Christmas Island has gone through a lot of change. It is now part of the Oceanic state of Kiribati (pronounced Kiribas) with a capital in distant Tarawa, a day's flight away via Fiji. And it has a new name, Kiritimati.
The people of Kiribati, formerly the Gilbert Islands, have difficulty pronouncing the letter S. So Christmas becomes Kritmat, and then Kiritimati - a new name is born.
Most significant is the increase in the human population, now approaching 10,000. There are more vehicles today than there were people in 1958.

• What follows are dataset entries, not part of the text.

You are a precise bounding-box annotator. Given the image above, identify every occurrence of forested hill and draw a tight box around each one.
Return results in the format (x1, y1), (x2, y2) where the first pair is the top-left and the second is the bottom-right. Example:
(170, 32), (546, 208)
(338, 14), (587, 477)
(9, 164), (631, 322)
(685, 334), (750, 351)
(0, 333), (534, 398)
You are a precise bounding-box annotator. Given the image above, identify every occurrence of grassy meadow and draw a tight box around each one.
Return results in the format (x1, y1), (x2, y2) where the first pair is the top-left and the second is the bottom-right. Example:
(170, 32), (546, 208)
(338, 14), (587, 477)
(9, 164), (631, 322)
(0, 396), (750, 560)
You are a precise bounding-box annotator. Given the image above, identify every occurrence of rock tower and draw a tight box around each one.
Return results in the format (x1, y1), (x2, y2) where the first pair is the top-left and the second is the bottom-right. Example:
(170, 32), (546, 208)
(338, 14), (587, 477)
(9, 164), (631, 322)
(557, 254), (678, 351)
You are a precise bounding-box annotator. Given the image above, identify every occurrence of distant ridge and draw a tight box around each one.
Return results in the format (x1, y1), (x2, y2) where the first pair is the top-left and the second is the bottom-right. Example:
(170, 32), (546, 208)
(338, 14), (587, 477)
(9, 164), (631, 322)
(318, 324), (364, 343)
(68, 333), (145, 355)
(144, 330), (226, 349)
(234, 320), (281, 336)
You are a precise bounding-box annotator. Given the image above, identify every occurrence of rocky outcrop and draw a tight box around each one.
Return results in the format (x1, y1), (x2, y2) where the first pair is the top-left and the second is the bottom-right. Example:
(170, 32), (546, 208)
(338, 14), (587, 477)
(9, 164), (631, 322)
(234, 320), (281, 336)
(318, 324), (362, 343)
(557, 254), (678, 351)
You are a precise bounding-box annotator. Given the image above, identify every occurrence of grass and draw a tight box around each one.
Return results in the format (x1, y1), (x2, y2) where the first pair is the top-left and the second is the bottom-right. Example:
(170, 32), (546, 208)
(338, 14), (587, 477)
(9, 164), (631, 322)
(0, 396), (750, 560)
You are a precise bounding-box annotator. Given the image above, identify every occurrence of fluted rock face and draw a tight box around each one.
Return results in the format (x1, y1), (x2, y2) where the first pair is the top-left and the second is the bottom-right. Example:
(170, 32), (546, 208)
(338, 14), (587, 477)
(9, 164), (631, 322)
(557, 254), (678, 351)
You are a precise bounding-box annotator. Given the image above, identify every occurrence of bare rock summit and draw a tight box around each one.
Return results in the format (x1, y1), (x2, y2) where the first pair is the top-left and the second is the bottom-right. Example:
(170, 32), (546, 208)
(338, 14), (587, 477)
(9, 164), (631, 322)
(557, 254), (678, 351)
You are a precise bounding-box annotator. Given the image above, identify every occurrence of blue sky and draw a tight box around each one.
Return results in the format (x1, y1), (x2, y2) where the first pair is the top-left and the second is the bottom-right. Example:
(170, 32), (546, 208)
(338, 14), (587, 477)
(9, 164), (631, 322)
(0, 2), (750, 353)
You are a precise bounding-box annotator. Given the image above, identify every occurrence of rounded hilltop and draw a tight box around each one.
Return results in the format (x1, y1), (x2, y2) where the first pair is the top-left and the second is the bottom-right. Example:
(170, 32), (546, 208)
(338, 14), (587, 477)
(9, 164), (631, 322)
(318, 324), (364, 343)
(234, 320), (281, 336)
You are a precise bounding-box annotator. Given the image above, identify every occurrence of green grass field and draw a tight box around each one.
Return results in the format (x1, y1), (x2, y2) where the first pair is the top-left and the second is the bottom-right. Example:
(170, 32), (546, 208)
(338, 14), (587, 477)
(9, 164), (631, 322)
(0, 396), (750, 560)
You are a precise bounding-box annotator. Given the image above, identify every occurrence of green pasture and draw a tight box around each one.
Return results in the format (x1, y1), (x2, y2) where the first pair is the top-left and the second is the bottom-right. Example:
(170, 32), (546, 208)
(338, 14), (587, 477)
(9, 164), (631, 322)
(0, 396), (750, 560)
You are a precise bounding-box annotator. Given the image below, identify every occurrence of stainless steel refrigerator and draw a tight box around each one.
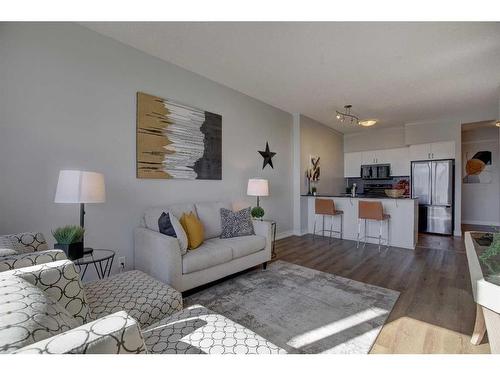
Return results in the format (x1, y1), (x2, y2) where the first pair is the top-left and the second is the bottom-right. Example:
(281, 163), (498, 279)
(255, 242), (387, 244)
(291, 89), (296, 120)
(411, 160), (455, 235)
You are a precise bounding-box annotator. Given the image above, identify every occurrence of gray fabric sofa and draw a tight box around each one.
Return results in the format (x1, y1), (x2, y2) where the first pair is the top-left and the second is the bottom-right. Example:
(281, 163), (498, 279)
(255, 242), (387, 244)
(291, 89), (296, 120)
(134, 202), (272, 292)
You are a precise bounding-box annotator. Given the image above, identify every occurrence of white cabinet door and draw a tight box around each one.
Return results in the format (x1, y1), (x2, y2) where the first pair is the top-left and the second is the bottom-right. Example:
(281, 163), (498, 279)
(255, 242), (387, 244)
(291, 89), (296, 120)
(344, 152), (362, 178)
(430, 141), (455, 159)
(387, 147), (411, 176)
(410, 143), (431, 161)
(374, 149), (394, 164)
(361, 151), (377, 165)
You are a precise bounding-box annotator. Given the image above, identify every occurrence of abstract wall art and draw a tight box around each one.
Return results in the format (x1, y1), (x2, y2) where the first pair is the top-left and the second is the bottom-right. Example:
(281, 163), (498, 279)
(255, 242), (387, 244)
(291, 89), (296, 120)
(136, 92), (222, 180)
(462, 151), (493, 184)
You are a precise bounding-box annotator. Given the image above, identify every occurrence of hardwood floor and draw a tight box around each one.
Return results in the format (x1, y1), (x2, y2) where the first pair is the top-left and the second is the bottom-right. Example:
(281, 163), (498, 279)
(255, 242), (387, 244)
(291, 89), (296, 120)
(276, 226), (489, 353)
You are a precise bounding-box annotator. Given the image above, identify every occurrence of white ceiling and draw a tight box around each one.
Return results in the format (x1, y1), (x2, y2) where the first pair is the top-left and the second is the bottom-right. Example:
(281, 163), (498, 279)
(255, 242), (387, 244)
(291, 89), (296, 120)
(83, 22), (500, 133)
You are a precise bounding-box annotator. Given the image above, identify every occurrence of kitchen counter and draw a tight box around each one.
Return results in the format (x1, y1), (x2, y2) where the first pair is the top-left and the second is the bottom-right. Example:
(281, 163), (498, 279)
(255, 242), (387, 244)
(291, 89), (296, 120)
(301, 194), (418, 250)
(300, 194), (417, 199)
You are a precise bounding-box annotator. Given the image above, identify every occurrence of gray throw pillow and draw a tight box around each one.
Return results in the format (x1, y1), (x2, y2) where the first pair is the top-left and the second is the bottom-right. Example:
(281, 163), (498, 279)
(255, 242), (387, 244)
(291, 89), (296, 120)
(220, 207), (255, 238)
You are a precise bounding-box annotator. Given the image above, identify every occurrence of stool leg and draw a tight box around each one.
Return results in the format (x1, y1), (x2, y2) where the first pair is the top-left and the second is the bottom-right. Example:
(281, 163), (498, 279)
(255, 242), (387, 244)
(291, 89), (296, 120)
(340, 214), (344, 240)
(363, 219), (368, 249)
(356, 219), (361, 249)
(313, 214), (318, 241)
(328, 216), (333, 244)
(387, 219), (391, 250)
(378, 220), (383, 253)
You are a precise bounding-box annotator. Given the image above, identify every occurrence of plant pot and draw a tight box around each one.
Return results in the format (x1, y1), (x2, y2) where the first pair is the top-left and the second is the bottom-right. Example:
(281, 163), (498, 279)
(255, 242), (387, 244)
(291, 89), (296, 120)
(54, 242), (83, 260)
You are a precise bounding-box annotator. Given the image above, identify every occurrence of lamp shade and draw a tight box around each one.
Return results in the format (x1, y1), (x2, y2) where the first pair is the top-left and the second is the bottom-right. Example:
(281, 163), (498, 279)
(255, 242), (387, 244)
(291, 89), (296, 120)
(54, 170), (106, 203)
(247, 178), (269, 197)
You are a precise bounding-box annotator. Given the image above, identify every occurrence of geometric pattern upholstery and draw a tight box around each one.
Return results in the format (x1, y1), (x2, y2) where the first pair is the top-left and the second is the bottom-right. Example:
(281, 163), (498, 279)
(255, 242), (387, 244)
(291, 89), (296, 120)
(142, 305), (286, 354)
(0, 232), (49, 254)
(0, 275), (78, 353)
(0, 260), (92, 324)
(0, 250), (66, 272)
(84, 270), (182, 327)
(14, 311), (146, 354)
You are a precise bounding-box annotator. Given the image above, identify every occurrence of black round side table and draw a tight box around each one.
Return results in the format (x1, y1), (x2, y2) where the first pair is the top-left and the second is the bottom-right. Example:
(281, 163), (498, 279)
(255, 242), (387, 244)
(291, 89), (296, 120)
(73, 249), (115, 279)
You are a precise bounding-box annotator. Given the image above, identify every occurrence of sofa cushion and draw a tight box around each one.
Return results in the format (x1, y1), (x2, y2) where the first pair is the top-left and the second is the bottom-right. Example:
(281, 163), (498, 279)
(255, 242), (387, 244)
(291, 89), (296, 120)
(221, 234), (266, 259)
(0, 275), (79, 353)
(195, 202), (231, 239)
(143, 305), (286, 354)
(144, 203), (196, 232)
(182, 238), (233, 274)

Concerns have been raised about the island's carrying capacity due to its unreliable water supply, but the Kiribati government has continued to encourage resettlement from overcrowded Tarawa. Some fear this poses a 21st Century threat to Christmas Island's environment.
There are new schools, a bank and even a small hospital. I spoke to a tired looking doctor, the island's obstetrician. How many babies in a week? "Oh not many, about 10," she says. That is 500 in a year.
But for others connected with this island, time has stood still. Trevor Butler, now 75, went out aged 20 as a sapper with the Royal Engineers.
After his return he developed a cataract in his right eye and for much of his life he has been trying, and failing, to get compensation from the Ministry of Defence for what he alleges was harmful exposure to radiation during his military service. He is a vigorous, determined man and still fascinated by the island. Before my departure he asked me if I would see if there was anything left of the structures he had helped build during his time there.
A few weeks later I am on Kiritimati in a lorry heading south. To my left is the deep blue of the ocean and to my right mile after mile of salt-bush scrub, a rich green after recent rain. The road is remarkably good, considering it is 50 years old. Then I remember Trevor telling me they added cement to the tarmacadam to help it set.
I am with William from the Wildlife Department and we are driving to the remote south-east tip of the island, once ominously called the Forward Zone. It was high in the atmosphere over this area or just offshore that the bombs were detonated, and for decades it was sealed off.
William traps feral cats out here because they are a threat to the sea bird colonies and he says he has seen something I might find interesting.
We have driven fast for two hours - this is the biggest coral atoll on earth - but now slow to a walking pace.
It is the birds. Sooty terns. Tens of thousands of them, in the air and on the ground. A glorious, teeming, deafening cacophony. Did they really explode an atom bomb over this? Well they did, and there must have been a moment after the flash when there was silence.
William stops the lorry and we begin walking into the scrub. It is taller than we are so it is like entering a maze.
What we are looking for has something to do with the giant tethers that were constructed for a couple of the atom bombs which were suspended from balloons and detonated, rather than dropped as air bursts from planes.
The sun is setting and I am beginning to get worried we are lost, when William calls out: "Here!"
It is a massive slab of concrete about 50 metres square with huge rusted steel rings set into it. In the middle there are six bigger rings close together.
I suddenly think of Trevor with his shovel, stripped to the waist in his army shorts like in the photos he showed me.
There was a major clean-up of remaining military debris in 2006 but this looks unmoveable. The thing is so extraordinary and in some respects so bizarre in that wild, bleak place that you cannot help but be impressed.
You wonder what a visitor from space might make of it or an archaeologist in 500 years with no knowledge of our civilisation. You would have to explain so much: that there was something called a Cold War going on and a once great imperial power was struggling to keep up.